The US Olympic Museum, near downtown Colorado Springs, just opened last year. It wasn’t on my radar, but my boss chose it as a destination for a department outing. The building it’s in is rather ugly, in my opinion, like someone turned a tissue box upside-down.
We were there on a Friday and had the place pretty much to ourselves. I can only remember seeing 5 or 6 other visitors. They asked a lot of personal information that was connected to a card we wore around our necks. I made up a name and an email address. We were supposed to pick two sports that would be featured on a customized tour. I chose ping-pong and curling and never saw a display about either one of them, so that was fun.
There were some general exhibits of torches, medals, and posters.
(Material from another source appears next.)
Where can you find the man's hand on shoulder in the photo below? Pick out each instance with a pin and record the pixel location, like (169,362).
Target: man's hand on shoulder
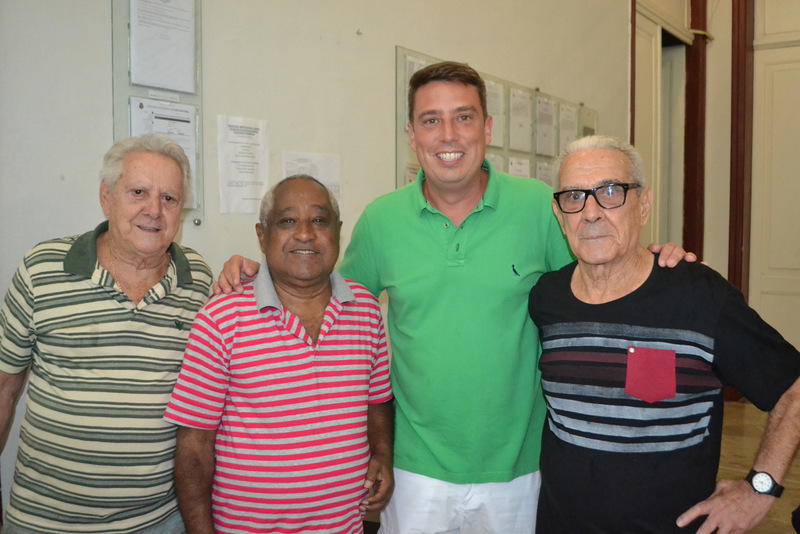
(671,254)
(237,271)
But the vast majority of exhibits were either pieces of equipment used by various athletes or reproductions of items connected to Olympic history. For example, here’s Peggy Fleming’s dress which her mother made to match the color of the liqueur made by monks near the ice-skating venue in hopes of influencing the voting. Really, that’s what the sign said.
Here’s the 1980 “Miracle on Ice” hockey scoreboard, frozen at the moment when the broadcaster said, “Do you believe in miracles?” A lot of the exhibits demonstrated this air of overblown historic significance.
I watched the Olympics in the late 1970s and early 1980s, when the athletes were still amateurs and the Olympics weren’t just a showcase for wokeness. I’ve paid almost no attention since then, so the vast majority of the exhibits were about people and competitions I know nothing about and am not interested in learning.
In one room, there were several interactive opportunities to compete, but they weren’t terribly fun or impressive. Here I am with a coworker racing against a wheelchair sprinter. I came in second.
Another display allowed us to make a “painting” of ourselves in the style of the famous Olympic paintings.
We had four hours to see everything, and I was done in an hour and a half. I walked across the new footbridge to America the Beautiful Park and wandered around. I’ve not gone there before because it’s known as a hangout for the homeless and a good place to get accosted, but it was mostly families and joggers this day.
Water drips down from the top of the ring and the basin becomes a splash pool, but the “fountain” is hard to see even when I was there in person.
The park is named for the song, which Katherine Bates supposedly wrote while standing somewhere near here and looking up at Pikes Peak.